Ironically, the U.S. House of Representatives earlier this month passed an extraordinary bill intended to combat criminal gangs. The bill turns many local crimes into federal crimes and imposes stiff minimum sentence requirements for people convicted of gang-related crimes. This is the kind of overreaching legislation we get from people freaking out over crime and thinking there's more the federal government should do to make people secure. We make the connection to border control and immigration issues because the government's first obligation in securing the country is to secure the borders and regulate who enters our country. Nothing else can compensate from a failure to attend to that first responsibility first.

Moving to the fore, now, is legislation proposed by Sens. Ted Kennedy, D-Mass., and John McCain, R-Ariz. Billed as immigration reform, their bill does include measures aimed at better regulating immigration. But it also includes an incongruous provision allowing people who enter the United States illegally to "earn" visas allowing them to stay. In other words, more mixed messages.

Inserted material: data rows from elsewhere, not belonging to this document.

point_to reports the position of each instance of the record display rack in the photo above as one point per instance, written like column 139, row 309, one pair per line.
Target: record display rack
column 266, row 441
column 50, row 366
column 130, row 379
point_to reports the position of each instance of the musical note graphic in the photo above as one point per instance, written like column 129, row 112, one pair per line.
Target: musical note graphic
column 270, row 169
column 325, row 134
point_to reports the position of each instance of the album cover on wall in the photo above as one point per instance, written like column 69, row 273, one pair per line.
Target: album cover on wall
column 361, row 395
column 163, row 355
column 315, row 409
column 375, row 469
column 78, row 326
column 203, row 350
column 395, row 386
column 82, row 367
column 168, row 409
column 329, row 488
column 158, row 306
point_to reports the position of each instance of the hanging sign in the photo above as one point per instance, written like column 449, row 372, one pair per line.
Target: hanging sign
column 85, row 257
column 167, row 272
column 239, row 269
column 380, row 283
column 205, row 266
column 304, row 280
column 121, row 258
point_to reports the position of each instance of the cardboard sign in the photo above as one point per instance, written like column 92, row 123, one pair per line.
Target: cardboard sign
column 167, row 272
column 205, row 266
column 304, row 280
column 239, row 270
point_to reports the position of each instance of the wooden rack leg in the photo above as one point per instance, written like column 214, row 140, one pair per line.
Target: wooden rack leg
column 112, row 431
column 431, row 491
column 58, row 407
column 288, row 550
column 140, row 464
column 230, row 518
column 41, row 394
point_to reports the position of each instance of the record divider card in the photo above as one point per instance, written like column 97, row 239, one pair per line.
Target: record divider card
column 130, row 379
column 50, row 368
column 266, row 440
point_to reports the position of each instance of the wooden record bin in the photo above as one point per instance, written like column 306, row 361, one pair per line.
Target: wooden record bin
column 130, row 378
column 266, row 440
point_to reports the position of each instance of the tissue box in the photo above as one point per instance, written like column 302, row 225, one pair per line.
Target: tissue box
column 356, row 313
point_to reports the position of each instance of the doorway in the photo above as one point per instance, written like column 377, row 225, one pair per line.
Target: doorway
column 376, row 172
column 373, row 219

If you've entered the country illegally, you're a criminal. It's that simple. Someone whose first act on American soil is to break the law shouldn't be welcomed with a program allowing them to gain legitimacy. Besides, the entire time someone is "earning" a backdoor visa (by taking a job, learning English, paying taxes), he continues to break the law. We should point out, too, that it's also illegal to hire illegal immigrants, not that you'd notice amid all the arguments about the valuable role illegal immigrants play in the economy of many states. Ironically, the more criminals we welcome, the greater the political and economic pressure to limit the number of law-abiding immigrants who play by the rules and apply for entry.

America is a nation of immigrants. We're not against immigration, and government policy shouldn't discourage it either. But it's a fundamental right of all sovereign nations to regulate immigration and decide who gets to enter the country - for the purpose, among others, of safeguarding citizens. We fail to exercise that right at our peril.